I walked into the National Portrait Gallery thinking that I would find interactivity around every corner. My world is so often besieged with interactivity that I failed to remember that not every experience necessitates interactive components. Moving from room to room around the museum, I noticed that pieces in most exhibits were only loosely connected; pieces didn’t build upon each other to establish a narrative. A theme perhaps, but not a story. Interactivity wasn’t needed to create a framework. The fact that a work had been selected for an exhibit was the context. Art, after all, is an experience in and of itself, without timelines, video, or touchscreens to explain significance. Quickly gathering that I wasn’t going to find what I had envisioned, I started to look for other ways that interactivity was present, and eventually found myself in the Lincoln Gallery of Modern and Contemporary Art.

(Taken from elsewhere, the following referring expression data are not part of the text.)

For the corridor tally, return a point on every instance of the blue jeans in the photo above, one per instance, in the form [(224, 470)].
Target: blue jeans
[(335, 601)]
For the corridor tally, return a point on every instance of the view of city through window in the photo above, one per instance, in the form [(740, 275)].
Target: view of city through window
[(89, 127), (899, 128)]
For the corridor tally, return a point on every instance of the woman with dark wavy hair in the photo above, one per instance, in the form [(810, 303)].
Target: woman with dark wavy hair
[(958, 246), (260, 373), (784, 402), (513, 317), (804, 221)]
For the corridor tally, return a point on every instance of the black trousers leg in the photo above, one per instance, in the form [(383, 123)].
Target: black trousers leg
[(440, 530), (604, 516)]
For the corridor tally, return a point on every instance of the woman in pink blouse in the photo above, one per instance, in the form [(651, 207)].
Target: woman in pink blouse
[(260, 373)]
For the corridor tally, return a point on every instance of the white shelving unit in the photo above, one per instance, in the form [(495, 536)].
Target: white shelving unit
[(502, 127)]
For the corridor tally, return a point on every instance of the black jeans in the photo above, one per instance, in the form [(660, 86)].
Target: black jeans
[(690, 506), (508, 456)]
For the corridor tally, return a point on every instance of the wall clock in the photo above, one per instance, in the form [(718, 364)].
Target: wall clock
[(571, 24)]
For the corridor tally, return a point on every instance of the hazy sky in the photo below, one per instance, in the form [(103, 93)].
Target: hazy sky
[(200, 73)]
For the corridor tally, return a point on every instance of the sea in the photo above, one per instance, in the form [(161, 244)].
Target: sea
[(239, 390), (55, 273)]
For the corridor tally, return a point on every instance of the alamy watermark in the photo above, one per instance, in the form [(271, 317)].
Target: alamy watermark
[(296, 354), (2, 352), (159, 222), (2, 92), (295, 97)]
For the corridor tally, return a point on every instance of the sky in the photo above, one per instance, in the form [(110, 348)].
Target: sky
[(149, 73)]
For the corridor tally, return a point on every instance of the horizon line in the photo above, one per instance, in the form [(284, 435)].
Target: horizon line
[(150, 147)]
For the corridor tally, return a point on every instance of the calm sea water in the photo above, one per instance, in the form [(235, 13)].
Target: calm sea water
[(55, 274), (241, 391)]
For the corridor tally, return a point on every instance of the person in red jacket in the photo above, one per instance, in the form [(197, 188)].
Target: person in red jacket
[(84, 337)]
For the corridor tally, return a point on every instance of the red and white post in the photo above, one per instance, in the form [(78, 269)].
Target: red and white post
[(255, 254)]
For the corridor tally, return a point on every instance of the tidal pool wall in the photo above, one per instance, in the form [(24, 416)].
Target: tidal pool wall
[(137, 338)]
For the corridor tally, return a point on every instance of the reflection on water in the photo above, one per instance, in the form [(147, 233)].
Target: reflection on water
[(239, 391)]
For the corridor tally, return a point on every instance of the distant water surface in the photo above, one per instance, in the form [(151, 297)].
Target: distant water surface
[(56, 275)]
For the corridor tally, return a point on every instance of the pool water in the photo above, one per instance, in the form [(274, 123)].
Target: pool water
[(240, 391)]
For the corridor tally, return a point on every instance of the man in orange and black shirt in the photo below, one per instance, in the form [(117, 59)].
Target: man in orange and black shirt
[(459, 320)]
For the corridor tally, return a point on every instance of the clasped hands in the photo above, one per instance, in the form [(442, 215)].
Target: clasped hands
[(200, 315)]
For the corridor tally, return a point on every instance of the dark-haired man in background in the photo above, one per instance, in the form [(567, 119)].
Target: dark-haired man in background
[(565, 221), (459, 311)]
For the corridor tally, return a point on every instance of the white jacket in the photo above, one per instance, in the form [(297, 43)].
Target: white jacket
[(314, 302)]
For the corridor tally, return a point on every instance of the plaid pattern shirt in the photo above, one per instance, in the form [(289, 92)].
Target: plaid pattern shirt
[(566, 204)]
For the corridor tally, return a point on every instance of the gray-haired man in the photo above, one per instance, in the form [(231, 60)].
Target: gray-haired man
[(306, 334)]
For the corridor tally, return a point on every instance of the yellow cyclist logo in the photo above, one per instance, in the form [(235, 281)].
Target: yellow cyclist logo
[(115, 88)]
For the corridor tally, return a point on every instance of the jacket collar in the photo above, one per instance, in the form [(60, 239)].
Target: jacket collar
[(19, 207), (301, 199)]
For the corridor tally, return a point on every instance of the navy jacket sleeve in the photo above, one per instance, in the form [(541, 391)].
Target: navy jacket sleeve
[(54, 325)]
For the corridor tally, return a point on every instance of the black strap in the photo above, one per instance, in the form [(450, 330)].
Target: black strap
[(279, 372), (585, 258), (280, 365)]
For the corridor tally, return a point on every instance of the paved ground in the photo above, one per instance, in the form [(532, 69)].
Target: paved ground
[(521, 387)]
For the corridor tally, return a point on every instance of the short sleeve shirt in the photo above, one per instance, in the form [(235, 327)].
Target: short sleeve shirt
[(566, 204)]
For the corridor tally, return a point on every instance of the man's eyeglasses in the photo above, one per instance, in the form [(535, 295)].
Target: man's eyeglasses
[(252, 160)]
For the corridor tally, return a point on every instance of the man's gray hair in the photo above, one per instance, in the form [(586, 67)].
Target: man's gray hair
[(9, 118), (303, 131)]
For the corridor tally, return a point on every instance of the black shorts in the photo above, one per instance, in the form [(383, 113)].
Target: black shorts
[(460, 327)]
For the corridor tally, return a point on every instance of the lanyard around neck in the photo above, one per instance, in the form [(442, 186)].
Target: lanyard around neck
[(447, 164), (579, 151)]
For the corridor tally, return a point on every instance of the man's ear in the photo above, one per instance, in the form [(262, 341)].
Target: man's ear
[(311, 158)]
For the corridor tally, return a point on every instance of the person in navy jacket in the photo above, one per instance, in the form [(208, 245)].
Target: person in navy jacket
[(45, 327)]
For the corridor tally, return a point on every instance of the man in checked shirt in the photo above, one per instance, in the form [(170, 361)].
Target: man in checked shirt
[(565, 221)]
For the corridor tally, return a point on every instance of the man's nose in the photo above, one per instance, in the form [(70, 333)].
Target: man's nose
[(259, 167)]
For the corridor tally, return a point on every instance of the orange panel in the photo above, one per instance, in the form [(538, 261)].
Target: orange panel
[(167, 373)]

Located on the east side of the third floor (a section of the museum I’d never visited), the interactivity of the Lincoln Gallery was not the result of added interactive features, but simply the nature of the art and the space that it inhabited. All of the pieces were either three-dimensional—meaning you could walk around the work and view it from all sides—or if hanging on the wall, was two-dimensional and could be viewed from a seating area. The gallery itself was large and airy, allowing people to spread out and move at their own pace. The artwork was not arranged in any particular order. All of these characteristics encouraged the viewer to experience the gallery and each work in their own way. While not what I was initially expecting, I realized that this was a form of interaction; encouraging personalization and the creation of individual meaning. I think that is what interactivity is all about: allowing the viewer to customize their experience. Choice affords a degree of control and depth not attainable in a static presentation.
An additional layer of interactivity was facilitated by the furniture in the gallery. Curved modern couches filled the main space, inviting an alternate viewing experience or the option to comfortably converse. The entire length of the gallery was visible, giving a different perspective on the works within it. Small colorful stools and minimal leather benches placed at random throughout the space changed the height at which pieces could be viewed and provided an opportunity to linger. Despite a lack of familiar interactive elements—such as multimedia—interactivity was present in the overall concept and design of the gallery. The ability to take in the artwork from different angles, heights, and vantage points promoted a sense of engagement not found in many other parts of the Portrait Gallery.